Review of Mushroom Clouds and Mushroom Men by Peter Brothers (2009, AuthorHouse) as written by Coffin Jon of VCinema.


If you had told me as a child in the late ‘70s that someone actually made the Godzilla films that I loved so much, I would have thought you were crazy. Surely, considering the large number of Godzilla films available by that time (15!), they were created by some sort of movie-making robot that could read the minds of young children around the world and, onto film, translate what they desired to see most, giant monsters! There’s just no way that these movies could have been made by just one man! Well, the truth is all of them had not been directed by one man, but actually five, most of whom produced work that is still largely unknown in the West (though Godzilla vs Hedorah (1971) director Yoshimitsu Banno was once an assistant director of Akira Kurosawa). It shouldn’t come to any surprise then that Ishiro Honda, Godzilla’s creator and still the one who has directed the most films in the series, has suffered a similar fate of obscurity in the West. That’s where Peter Brothers’ Mushroom Clouds and Mushroom Men comes in.


Much has been written about Honda before in books such as Monsters Are Attacking Tokyo! (Galbraith, Fujii, & Sakahara, 1998), Godzilla on My Mind (Tsutsui, 2004), and A Critical History and Filmography of Toho’s Godzilla Series (Kalat, 2010), but mainly in relation to his work with every one’s favorite nuclear lizard. What’s unique about Brothers’ book is the equal attention given to Honda’s other fantasy-filled kaiju (monster) and tokusatsu (special effects) films, including his incredibly fun and underrated The H-Man (1958) and The Mysterians (1957) and genuinely atmospherically creepiness Matango: Attack of the Mushroom People (1963 and also the source of the “Mushroom Men” reference in the book’s title) and the other 22 films that he directed and including titles not readily available in North America as of the writing of this review.


Essentially, the book is separated into three sections. The first dissects Honda’s general approach to his film direction vis a vis common visual and narrative themes and their in-film execution. Especially interesting is the subsection that looks at the recurrence of the “sympathetic monster”, a filmic and narrative archetype not unlike the Frankenstein monster. This short section, really comprises the raison d’etre of Honda’s movies as this theme is, both directly and indirectly, referred to in the book. The second section is a biography of Ishiro Honda and, though it contains the basics of the director’s life, might be considered the book’s weakness.
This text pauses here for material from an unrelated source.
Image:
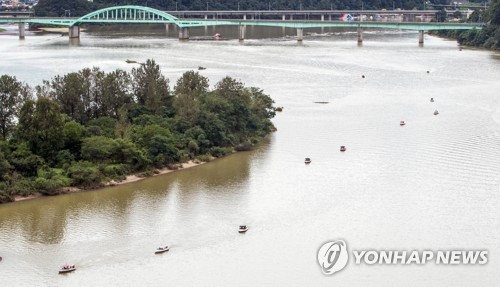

Those who are expecting an up close and personal look at Honda might feel a little disappointed at the seeming distance that Brothers has from his subject; something that may have been fact since there are not any film stills or even pictures of Honda in the book at all.


However, to be fair, as the subtitle (“The Fantastic Cinema of Ishiro Honda”) says, the book does not purport to be solely about Honda, but rather his films and this is the book’s strength and what comprises the third, and largest, section. In this section, Brothers looks at each film individually first giving details on its cast and credits. Formal synopses are not provided, but rather woven into the analysis. Also within the analyses of each film are plenty of details on the work of Honda’s filmmaking team of, among many others, special effects director Eiji Tsubaraya and soundtrack composer Akira Ifukube. The book could have benefited from more copyediting; there are several misspellings that most spellcheckers will not catch, but the prose is generally well-written in a straightforward and authoritative, if slightly dry, manner.


Overall, though, Brothers’ book is a welcome entry into the ever-growing knowledge base of Japanese and especially kaiju film. It might not be the book that will make you a whiz on Ishiro Honda trivia night, but it may be one that you keep on your nightstand or bookshelf in your home theater for those times when you want to kick back and read about childhood favorites as seen through adult eyes.